Schlangen-Alarm auf Gran Canaria: Natter im Kühler entdeckt
Die Präsenz der Kalifornischen Kettennatter auf Gran Canaria sorgt erneut für Unruhe – diesmal nach einem Vorfall in der Gemeinde Agaete. Ein Autofahrer alarmierte am Samstag die Rettungskräfte, nachdem er den Kopf einer Schlange aus dem Bereich des Kühlers seines Fahrzeugs hervorschauen sah. Das berichtete CN8 Noticias Canarias.
Der Fund hat die Besorgnis in der Bevölkerung und unter Umweltschützern neu entfacht. Die Ausbreitung dieser invasiven Art bleibt eine enorme Herausforderung für die Kontrollprogramme auf der Insel.
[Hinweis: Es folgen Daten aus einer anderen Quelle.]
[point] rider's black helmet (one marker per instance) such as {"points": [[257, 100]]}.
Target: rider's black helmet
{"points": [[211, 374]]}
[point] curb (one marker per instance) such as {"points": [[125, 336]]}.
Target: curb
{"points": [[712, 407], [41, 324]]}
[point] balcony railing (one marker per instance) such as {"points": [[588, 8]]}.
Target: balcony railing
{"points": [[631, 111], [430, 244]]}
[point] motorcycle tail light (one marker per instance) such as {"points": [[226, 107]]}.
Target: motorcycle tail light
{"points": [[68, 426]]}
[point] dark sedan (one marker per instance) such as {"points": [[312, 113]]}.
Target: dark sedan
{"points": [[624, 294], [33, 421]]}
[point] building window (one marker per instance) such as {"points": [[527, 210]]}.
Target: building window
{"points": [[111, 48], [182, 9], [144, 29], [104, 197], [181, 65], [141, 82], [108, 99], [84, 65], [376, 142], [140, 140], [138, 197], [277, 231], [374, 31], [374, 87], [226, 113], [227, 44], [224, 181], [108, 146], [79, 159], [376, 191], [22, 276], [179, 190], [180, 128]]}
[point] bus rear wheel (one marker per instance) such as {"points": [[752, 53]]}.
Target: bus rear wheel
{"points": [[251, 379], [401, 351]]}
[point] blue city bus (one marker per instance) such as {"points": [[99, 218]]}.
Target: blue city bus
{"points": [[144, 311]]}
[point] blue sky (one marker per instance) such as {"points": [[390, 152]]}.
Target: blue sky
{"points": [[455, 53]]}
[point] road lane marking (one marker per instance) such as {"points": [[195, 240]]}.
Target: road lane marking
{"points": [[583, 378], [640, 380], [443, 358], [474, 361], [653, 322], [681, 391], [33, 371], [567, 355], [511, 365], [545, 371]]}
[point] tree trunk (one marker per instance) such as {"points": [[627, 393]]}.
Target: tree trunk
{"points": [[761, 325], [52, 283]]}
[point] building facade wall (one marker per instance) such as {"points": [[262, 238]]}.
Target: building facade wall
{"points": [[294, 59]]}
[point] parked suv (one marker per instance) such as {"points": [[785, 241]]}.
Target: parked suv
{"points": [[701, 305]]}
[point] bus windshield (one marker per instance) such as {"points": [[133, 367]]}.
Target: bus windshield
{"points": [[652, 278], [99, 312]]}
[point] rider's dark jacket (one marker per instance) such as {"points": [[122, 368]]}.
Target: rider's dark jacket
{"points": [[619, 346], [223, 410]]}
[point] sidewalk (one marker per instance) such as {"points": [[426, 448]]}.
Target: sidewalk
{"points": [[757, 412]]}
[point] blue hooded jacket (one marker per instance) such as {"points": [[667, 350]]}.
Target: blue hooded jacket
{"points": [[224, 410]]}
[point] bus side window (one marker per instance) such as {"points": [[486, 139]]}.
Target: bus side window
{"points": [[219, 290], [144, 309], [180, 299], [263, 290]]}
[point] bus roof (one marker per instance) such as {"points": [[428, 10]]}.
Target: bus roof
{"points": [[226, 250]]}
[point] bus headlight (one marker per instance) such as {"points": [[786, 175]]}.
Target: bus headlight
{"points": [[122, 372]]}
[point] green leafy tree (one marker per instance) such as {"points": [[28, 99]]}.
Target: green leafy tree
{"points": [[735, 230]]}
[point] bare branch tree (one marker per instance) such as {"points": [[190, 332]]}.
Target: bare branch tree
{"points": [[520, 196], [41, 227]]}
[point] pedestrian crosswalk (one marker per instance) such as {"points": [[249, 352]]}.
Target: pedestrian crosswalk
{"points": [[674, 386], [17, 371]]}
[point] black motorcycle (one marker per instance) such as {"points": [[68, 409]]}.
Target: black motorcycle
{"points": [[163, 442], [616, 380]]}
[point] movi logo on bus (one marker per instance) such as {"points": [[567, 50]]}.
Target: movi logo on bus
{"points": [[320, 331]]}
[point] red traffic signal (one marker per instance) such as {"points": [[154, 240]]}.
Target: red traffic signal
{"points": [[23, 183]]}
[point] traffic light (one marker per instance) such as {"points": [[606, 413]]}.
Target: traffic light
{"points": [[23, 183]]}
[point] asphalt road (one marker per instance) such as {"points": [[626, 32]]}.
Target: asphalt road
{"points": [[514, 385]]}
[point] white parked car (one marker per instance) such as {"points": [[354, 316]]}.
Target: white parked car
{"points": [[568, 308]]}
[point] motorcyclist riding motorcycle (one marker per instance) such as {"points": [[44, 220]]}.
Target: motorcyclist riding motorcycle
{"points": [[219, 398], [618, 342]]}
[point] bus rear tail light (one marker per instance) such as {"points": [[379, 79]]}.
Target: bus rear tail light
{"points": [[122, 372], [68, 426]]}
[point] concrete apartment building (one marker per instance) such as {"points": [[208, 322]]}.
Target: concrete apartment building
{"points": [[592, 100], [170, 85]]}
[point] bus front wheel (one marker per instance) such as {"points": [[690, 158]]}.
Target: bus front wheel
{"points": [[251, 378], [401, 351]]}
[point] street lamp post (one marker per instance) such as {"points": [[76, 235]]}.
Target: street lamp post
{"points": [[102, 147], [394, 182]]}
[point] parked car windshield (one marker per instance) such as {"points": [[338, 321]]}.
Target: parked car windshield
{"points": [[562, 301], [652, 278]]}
Autos als unfreiwillige Taxis für die invasiven Reptilien
Nach bisherigen Erkenntnissen nutzen die Schlangen Fahrzeuge nicht nur als vorübergehendes Versteck, sondern auch als unbeabsichtigtes Transportmittel zwischen verschiedenen Gemeinden. Dieses Verhalten macht Autos zu einem besonders schwer kontrollierbaren Verbreitungsweg: Die Tiere verstecken sich wie blinde Passagiere und können so auf kurzen oder langen Strecken unbemerkt mitreisen.
Dass die Reptilien in Motoren, unter dem Wagenboden oder anderen warmen Stellen des Autos auftauchen, ist keine Seltenheit. Sie suchen dort Schutz, Wärme oder einfach enge Verstecke – und werden so zur unliebsamen Überraschung für die Fahrer.